The Supreme Court of the United States of America, in the landmark case Brulotte v. Thys Co. 379 U.S. 29 (1964), established that a royalty agreement requiring the payment of royalties beyond the expiration of a patent is an abuse of patent rights and is not enforceable under the American Constitution.
Case Background: Brulotte, a Washington farmer, purchased hop-picking machinery from Thys Co., which held certain patents. They entered into a royalty agreement without specifying the duration of the royalty period. When the patents expired in 1957, Thys Co. sued Brulotte for defaulting on the royalty payments. In response, Brulotte counterclaimed, alleging the misuse of patents through an extension of the license agreements beyond the patent expiration date.
The trial court ruled in favor of the respondent, a decision that was later affirmed by the Supreme Court of Washington.

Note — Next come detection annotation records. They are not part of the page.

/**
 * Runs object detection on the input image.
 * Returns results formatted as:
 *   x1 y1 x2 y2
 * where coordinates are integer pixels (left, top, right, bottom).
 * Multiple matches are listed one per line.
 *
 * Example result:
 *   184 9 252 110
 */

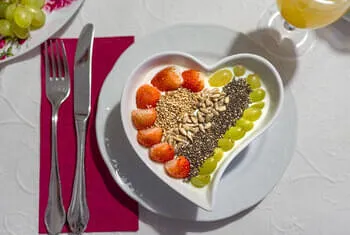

Court’s Opinion: Justice Douglas, delivering the opinion of the court, noted that any attempt to reserve or continue the patent monopoly beyond its expiration, regardless of the legal device used, contradicts the policy and purpose of patent laws. Once the 17-year period of patent protection ends, the patent rights become public property. The court rejected the argument that the royalty agreement merely extended the payment period, as the royalties were tied to the use of the machinery after the expiration of the attached patents.
While patents grant patent holders the right to negotiate and extract royalties, leveraging this position to project royalty payments beyond the patent expiration date would enlarge the patent monopoly by connecting the sale or use of the patented article to unpatented ones. Consequently, the court held that a patentee’s use of a royalty agreement extending beyond the expiration date of the patent is inherently unlawful.
However, Justice Harlan dissented, expressing the view that once a patented idea falls into the public domain, its use should not be restricted. In this case, Thys Co. sold both a machine and the use of an idea, and Justice Harlan argued that Thys should be allowed to restrict the use of its machine even beyond the expiration of the patent.
Despite facing criticism from the academic community, the Supreme Court refused to overrule the Brulotte decision in Kimble v. Marvel Entertainment, LLC, 576 U.S. 446 (2015).